If something is determined to be a device, one must then determine if the device is exempt from FDA regulations. Devices that are exempted from 21 CFR 812 are described in §812.2(c) of the IDE regulation.  A summary of the FDA regulations for studies exempt from the IDE regulation include:

  1. a legally marketed device when used in accordance with its labeling

  2. a diagnostic device if it complies with the labeling requirements in §809.10(c) and if the testing:
    • is noninvasive; *
    • does not require an invasive sampling procedure that presents significant risk;
    • does not by design or intention introduce energy into a subject; and
    • is not used as a diagnostic procedure without confirmation by another medically established diagnostic product or procedure;
    • For a diagnostic device, IRB approval is required and no Investigational Device Exemption application must be made to the FDA. In addition, the IRB is not required to make any further determinations related to risk at the time of approval.
  3. * Noninvasive when applied to a diagnostic device or procedure, means one that DOES NOT by design or intention:

    • Penetrate or pierce the skin or mucous membranes of the body, the ocular cavity, or the urethra, or enter the ear beyond the external auditory canal, the nose beyond the nares, the mouth beyond the pharynx, the anal canal beyond the rectum, or the vagina beyond the cervical os.
    • Blood sampling that involves simple venipuncture is considered noninvasive, and the use of surplus samples of body fluids or tissues that are left over from samples taken for non-investigational purposes is also considered noninvasive.
    Additional guidance for an in vitro diagnostic device studies can be found in "Regulating In Vitro Diagnostic Device (IVD) Studies."Regulating In Vitro Diagnostic Device (IVD) Studies."

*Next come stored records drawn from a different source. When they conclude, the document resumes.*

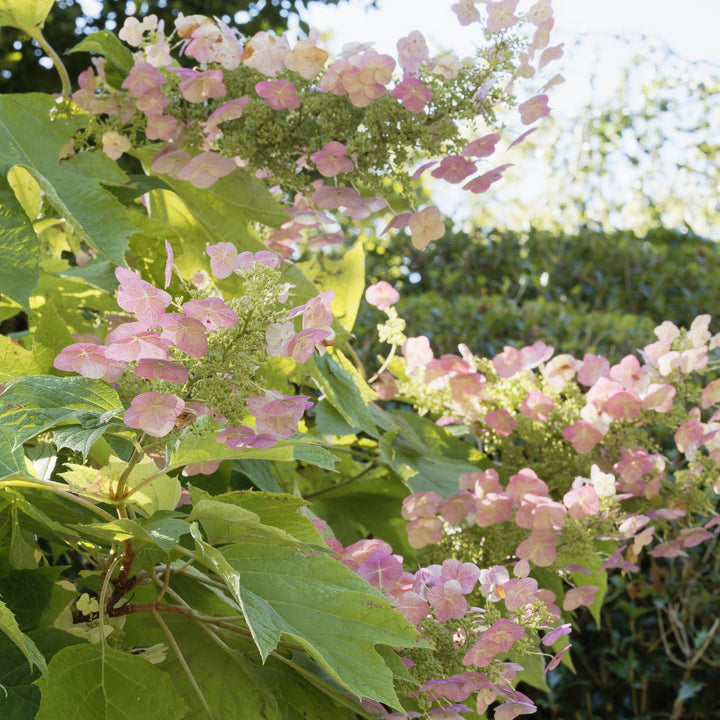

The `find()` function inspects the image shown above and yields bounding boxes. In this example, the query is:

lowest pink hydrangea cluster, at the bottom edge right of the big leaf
[327,528,570,720]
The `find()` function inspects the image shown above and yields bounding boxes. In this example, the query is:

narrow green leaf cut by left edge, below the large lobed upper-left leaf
[0,176,40,311]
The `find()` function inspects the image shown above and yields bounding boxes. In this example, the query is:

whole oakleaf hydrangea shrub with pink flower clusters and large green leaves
[0,0,718,720]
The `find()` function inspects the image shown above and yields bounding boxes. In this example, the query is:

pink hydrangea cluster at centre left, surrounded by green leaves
[54,242,334,448]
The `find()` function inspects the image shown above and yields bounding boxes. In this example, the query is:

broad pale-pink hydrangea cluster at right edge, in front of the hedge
[368,287,720,632]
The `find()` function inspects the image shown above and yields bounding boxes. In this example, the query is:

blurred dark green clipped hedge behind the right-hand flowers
[356,228,720,359]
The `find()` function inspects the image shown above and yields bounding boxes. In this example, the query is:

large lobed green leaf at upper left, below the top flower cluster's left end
[0,93,135,265]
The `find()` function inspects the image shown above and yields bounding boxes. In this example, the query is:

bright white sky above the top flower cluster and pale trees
[306,0,720,239]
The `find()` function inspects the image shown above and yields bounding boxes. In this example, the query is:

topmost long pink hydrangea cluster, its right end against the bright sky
[63,0,562,256]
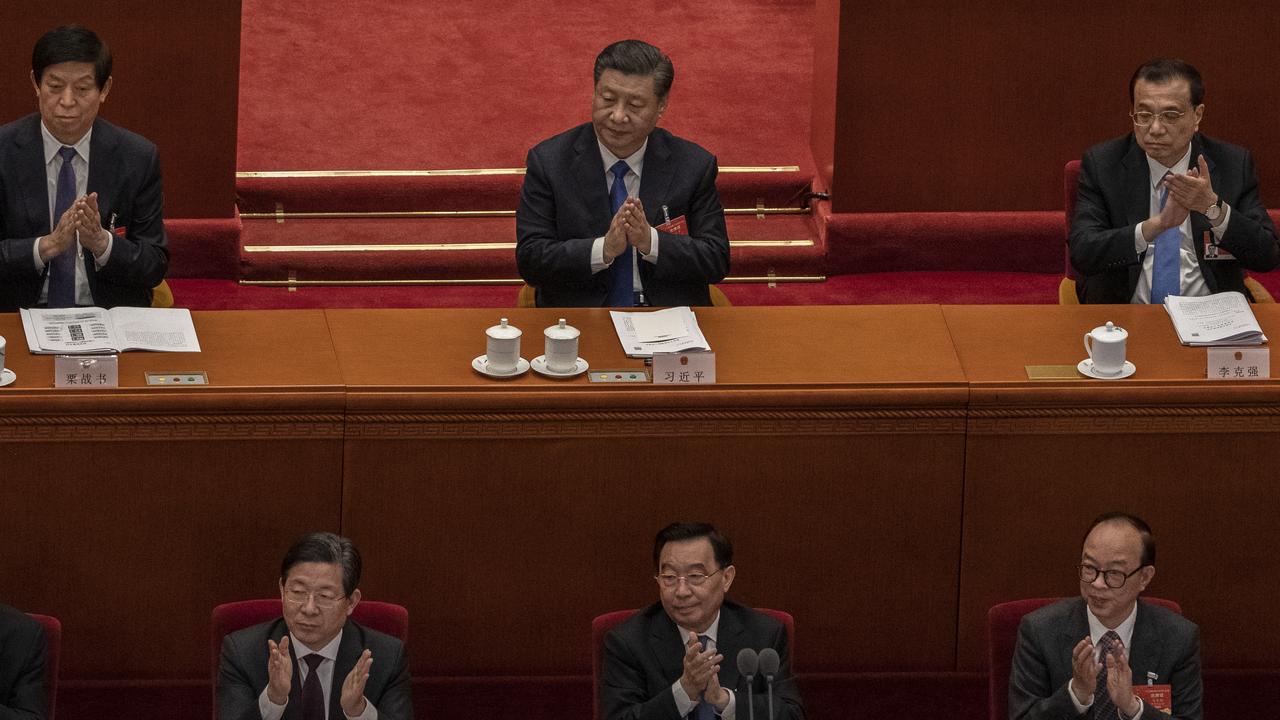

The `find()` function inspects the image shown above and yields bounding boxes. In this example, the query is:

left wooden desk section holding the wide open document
[0,311,344,680]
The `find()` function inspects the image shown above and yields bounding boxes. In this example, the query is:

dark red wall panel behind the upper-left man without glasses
[0,0,241,218]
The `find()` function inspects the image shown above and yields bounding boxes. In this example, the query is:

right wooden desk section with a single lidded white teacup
[943,305,1280,670]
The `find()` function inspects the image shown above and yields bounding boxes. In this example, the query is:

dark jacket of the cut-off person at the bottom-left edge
[0,605,47,720]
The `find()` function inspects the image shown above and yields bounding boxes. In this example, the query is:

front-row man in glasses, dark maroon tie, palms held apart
[218,533,413,720]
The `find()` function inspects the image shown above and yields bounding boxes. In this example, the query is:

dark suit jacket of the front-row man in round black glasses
[1009,597,1202,720]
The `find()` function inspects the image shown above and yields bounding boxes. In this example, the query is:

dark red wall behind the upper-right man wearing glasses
[812,0,1280,213]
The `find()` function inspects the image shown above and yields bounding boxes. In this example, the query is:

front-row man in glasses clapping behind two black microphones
[599,523,804,720]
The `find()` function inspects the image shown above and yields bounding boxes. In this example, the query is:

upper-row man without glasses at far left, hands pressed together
[0,26,169,311]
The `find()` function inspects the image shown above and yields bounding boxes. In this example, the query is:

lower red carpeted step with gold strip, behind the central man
[241,215,824,282]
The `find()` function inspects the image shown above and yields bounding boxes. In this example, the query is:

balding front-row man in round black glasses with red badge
[1009,512,1202,720]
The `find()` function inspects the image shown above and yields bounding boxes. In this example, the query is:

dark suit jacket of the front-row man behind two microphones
[600,600,804,720]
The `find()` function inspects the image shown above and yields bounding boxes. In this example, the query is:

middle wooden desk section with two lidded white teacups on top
[326,306,966,675]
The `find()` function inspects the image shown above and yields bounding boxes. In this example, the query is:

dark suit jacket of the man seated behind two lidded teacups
[516,123,728,307]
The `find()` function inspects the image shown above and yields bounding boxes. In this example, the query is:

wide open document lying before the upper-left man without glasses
[20,307,200,355]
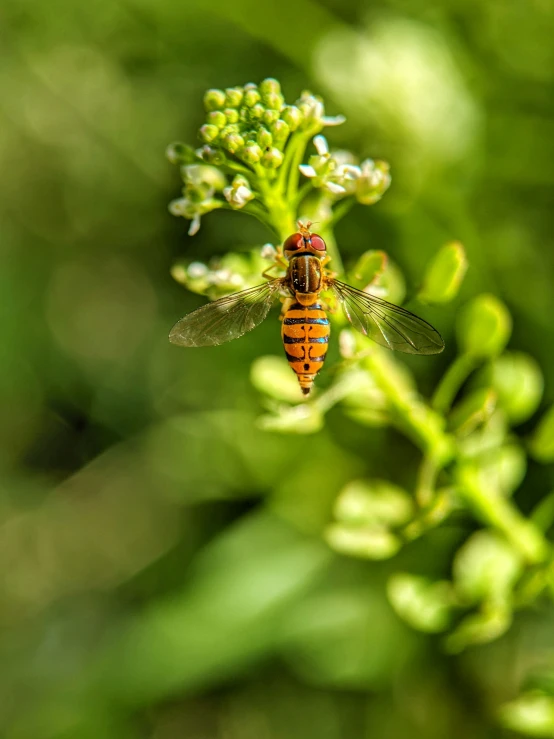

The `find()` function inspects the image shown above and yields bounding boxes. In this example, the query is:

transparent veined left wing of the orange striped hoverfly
[169,279,283,346]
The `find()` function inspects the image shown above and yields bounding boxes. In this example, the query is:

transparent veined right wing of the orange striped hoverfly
[331,280,444,354]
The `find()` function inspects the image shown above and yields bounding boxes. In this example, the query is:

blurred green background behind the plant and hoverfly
[0,0,554,739]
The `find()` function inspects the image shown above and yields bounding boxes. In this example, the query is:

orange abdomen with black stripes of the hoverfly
[281,298,331,395]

  4. consumer preference testing, testing of a modification, or testing of a combination of devices if the device(s) are legally marketed device(s) [that is, the devices have an approved PMA, cleared Premarket Notification 510(k), or are exempt from 510(k)] AND if the testing is not for the purpose of determining safety or effectiveness and does not put subjects at risk;

  5. a device intended solely for veterinary use;

  6. a device shipped solely for research with laboratory animals and contains the labeling "CAUTION – Device for investigational use in laboratory animals or other tests that do not involve human subjects."

  7. a custom device
  8. According to 21CFR812.2(c) (7) a custom device as defined in 812.3(b) is exempt unless the device is being used to determine safety or effectiveness for commercial distribution.  A custom device means a device that:

      (1) Necessarily deviates from devices generally available or from an applicable performance standard or premarket approval requirement in order to comply with the order of an individual physician or dentist;
      (2) Is not generally available to, or generally used by, other physicians or dentists;
      (3) Is not generally available in finished form for purchase or for dispensing upon prescription;
      (4) Is not offered for commercial distribution through labeling or advertising; and
      (5) Is intended for use by an individual patient named in the order of a physician or dentist, and is to be made in a specific form for that patient, or is intended to meet the special needs of the physician or dentist in the course of professional practice.

    Depending upon the nature of the investigation, those studies which are exempt from the requirements of the IDE regulation may or may not be exempt from the requirements for IRB review and approval under Part 56 and the requirements for obtaining informed consent under Part 50. For guidance regarding the applicability of these regulations with respect to investigations being conducted under the provisions of §812.2(c), contact the IDE Staff at (301) 594-1190.

    For a custom device, IRB approval is required as this would also not meet the definition of human subject research under 45CFR46.